Attention amateur butchers, meat lovers and hungry aesthetes: At the Paul Kasmin Gallery, the artist Mark Ryden is doing wonders with off cuts at his new show, “The Gay ’90s: Olde Tyme Art Show.” The paintings of a Gibson girl riding a bicycle built for two with Jesus and a brooding beauty in period finery are spooky and lovely, but it’s his meatier images that steal the show — a wispy girl in a gown of hams, hindquarters and sausages, or Abraham Lincoln grinding fresh chuck for a tea-drinking demoiselle. Surreally delicious.

The Moment caught up with Ryden at his studio in Sierra Madre, Calif., before the opening and learned why meat was such a joy to paint and why there were no good butchers.

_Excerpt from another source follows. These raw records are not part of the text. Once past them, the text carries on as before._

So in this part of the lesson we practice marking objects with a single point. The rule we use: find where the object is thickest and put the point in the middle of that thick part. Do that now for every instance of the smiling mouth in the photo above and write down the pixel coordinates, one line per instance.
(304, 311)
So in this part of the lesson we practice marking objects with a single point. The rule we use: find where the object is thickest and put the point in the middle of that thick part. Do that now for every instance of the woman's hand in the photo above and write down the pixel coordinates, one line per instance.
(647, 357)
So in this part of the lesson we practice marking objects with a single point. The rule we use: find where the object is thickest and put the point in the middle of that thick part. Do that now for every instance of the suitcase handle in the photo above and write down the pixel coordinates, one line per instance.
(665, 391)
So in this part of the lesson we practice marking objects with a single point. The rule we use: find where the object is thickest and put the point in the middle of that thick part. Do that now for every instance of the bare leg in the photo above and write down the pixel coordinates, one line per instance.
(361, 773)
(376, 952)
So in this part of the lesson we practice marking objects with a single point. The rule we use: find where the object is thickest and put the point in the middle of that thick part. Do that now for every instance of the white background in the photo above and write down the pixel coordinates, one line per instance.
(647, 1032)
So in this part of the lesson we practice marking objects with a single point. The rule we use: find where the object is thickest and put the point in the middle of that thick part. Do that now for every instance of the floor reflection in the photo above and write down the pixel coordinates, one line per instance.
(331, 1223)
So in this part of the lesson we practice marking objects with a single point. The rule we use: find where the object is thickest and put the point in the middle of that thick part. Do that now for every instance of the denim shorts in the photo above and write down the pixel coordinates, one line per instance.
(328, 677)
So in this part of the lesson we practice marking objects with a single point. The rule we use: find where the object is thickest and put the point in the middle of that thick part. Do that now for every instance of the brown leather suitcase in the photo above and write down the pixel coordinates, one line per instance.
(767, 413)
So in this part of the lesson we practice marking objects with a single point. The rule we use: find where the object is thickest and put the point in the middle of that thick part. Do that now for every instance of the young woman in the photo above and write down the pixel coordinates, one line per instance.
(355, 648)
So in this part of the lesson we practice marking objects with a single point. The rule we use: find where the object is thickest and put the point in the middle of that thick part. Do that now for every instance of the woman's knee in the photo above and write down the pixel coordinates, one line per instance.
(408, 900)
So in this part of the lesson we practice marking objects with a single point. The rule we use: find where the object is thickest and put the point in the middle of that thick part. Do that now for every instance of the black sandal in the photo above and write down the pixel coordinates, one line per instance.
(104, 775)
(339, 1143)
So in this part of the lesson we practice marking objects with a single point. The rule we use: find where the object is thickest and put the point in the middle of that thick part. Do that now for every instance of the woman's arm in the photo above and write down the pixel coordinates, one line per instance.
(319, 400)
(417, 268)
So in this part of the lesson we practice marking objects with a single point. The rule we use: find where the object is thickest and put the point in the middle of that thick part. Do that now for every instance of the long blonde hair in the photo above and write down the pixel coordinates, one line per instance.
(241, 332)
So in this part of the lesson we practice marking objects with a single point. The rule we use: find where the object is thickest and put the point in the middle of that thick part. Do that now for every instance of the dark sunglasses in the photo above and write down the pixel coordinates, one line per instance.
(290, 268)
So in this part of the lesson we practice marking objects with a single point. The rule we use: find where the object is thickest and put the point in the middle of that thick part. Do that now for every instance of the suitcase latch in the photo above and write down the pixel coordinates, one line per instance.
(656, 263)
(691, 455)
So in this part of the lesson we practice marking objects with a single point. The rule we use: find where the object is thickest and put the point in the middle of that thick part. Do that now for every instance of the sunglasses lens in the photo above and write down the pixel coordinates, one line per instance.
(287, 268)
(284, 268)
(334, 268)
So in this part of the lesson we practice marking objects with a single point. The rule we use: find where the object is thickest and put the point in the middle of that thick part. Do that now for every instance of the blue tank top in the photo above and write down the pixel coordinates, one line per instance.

Q. What’s the idea behind the “Olde Tyme Art Show”?
A.
“The Gay 90s” refers to the 1890s era of barbershop quartets and bicycles built for two. I am interested in exploring the line between attraction to and repulsion from kitsch. I find the “Gay 90s” to be a thematic genre that pushes sentimentality and kitsch to its utmost limits.

Q. What’s the idea behind depicting a beautiful girl wearing sausages?

A. That painting is called “Incarnation,” which literally translates from the Latin to “in the meat.” I think it is more important for an image to maintain some mystery. I leave it to the viewer to interpret the images how they will.

Q. Why does meat factor into your work? You did a “Meat Show” in ‘98.

A. There seems to be a complete disconnect between meat as food and the living, breathing creature it comes from. I suppose it is this contradiction that brings me to return to meat in my art. It surprises many people to learn that I am actually not a vegetarian. I don’t think it is morally wrong to eat meat. What I do personally is to try to remain aware of what I am eating and where it came from. I am not trying to preach a moral stance on anything in my art, but I find that juxtaposition of imagery can create a kind of distance and then an ensuing heightening of awareness.

Q. What’s the hardest thing about painting it?

A. Meat is a joy to paint. The wonderful variety of textures and patterns in the marbling of meat is sumptuous. Subtle pinks gently swirl around with rich vermilions and fatty yellow ochers. A representational painting of meat easily becomes an exercise in abstraction. I find myself playing with the paint, smearing, scraping, staining and doing things I wouldn’t be so inclined to with other representations.

Q. What’s your favorite meat dish in Manhattan?

A. I am on the hunt, and open to suggestions

Q. Who’s your butcher?

A. That is a funny question, as there is really no such thing as a butcher anymore, is there? Since Reagan, the meat industry has been consolidated (like so many other industries) into just two or three gigantic corporations whose myopic interest is profit. The result is that the animals we use as food live a life of indescribable torture, because this generates a tiny slice more profit for these corporations. Our daily diet is tainted with this torture, and it really doesn’t have to be that way.